Pour résoudre ce problème, les chercheurs ont établi un nouveau programme de modélisation informatique qui a testé si certaines règles pour définir comment les mots sont connectés peuvent prédire les résultats de mémorisation qu'ils ont vus dans l'étude. Les règles étaient basées sur des études de langues qui ont scanné des milliers de phrases dans des livres, des articles de presse et des pages Wikipedia. Leurs résultats ont suggéré que les mots les plus mémorables sont plus sémantiquement similaires ou plus souvent liés aux significations d'autres mots utilisés dans la langue anglaise. En branchant des données de similitude sémantique dans le modèle informatique, les chercheurs ont correctement deviné quels mots étaient mémorables pour les volontaires.

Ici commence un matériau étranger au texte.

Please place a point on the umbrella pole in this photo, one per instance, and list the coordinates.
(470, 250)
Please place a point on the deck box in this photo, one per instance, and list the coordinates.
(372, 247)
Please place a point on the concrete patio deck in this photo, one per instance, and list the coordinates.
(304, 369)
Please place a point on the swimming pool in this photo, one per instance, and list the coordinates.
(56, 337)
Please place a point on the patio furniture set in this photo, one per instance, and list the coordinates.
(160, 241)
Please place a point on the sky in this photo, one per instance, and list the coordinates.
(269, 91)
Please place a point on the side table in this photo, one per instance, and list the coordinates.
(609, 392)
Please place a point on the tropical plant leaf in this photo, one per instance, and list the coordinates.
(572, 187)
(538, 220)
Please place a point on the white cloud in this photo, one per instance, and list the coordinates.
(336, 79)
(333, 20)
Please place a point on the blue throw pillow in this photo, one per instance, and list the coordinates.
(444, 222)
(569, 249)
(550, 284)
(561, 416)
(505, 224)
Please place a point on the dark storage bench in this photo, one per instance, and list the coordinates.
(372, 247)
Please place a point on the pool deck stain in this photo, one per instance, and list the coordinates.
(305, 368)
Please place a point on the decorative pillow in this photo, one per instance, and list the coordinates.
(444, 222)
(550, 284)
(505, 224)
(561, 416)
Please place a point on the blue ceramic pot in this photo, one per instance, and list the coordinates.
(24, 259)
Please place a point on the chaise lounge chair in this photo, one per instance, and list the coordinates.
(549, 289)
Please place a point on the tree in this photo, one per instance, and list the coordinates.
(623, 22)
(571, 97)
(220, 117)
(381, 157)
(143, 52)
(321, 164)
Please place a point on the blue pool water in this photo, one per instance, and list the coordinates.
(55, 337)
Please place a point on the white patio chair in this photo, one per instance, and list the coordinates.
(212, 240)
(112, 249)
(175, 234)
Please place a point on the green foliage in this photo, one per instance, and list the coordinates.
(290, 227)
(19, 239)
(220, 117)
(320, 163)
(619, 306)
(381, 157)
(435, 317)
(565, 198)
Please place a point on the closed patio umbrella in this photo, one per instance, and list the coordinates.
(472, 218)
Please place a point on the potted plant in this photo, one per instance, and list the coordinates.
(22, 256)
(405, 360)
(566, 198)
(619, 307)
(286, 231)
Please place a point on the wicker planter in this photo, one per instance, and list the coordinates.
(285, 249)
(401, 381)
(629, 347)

La structure de la langue anglaise est stockée dans tous nos cerveaux
D'autres résultats ont soutenu l'idée que les mots les plus mémorables représentent des centres de trafic élevé dans les réseaux de mémoire du cerveau. Les patients épileptiques se sont rappelés correctement les mots mémorables plus rapidement que les autres. Les enregistrements électriques du lobe temporal antérieur des patients, un centre de langage, ont montré que leur cerveau rejoue les signatures neuronales derrière ces mots plus tôt que les moins mémorables. Les chercheurs ont constaté cette tendance en examinant à la fois les moyennes de tous les résultats et les essais individuels, ce qui suggère que les mots les plus mémorables sont plus faciles à trouver pour le cerveau.
En conclusion, le rapprochement avec les moteurs de recherche a été concluant pour les chercheurs. “Vous savez quand vous tapez des mots dans un moteur de recherche, et cela vous montre une liste de suppositions très pertinentes? On dirait que le moteur de recherche lit votre esprit. Eh bien, nos résultats suggèrent que le cerveau des sujets de cette étude a fait quelque chose de similaire quand ils ont essayé de se rappeler un mot jumelé, et nous pensons que cela peut se produire lorsque nous nous souvenons de beaucoup de nos expériences passées, a décrit le docteur Xie. Nos résultats suggèrent également que la structure de la langue anglaise est stockée dans le cerveau de tous et nous espérons qu'un jour, elle sera utilisée pour surmonter la variabilité à laquelle les médecins sont confrontés lorsqu'ils tentent d'évaluer la santé de la mémoire et du cerveau d'une personne.” L'équipe explore des moyens d'intégrer leurs résultats et leur modèle informatique dans le développement de tests de mémoire pour la maladie d'Alzheimer et d'autres formes de démence.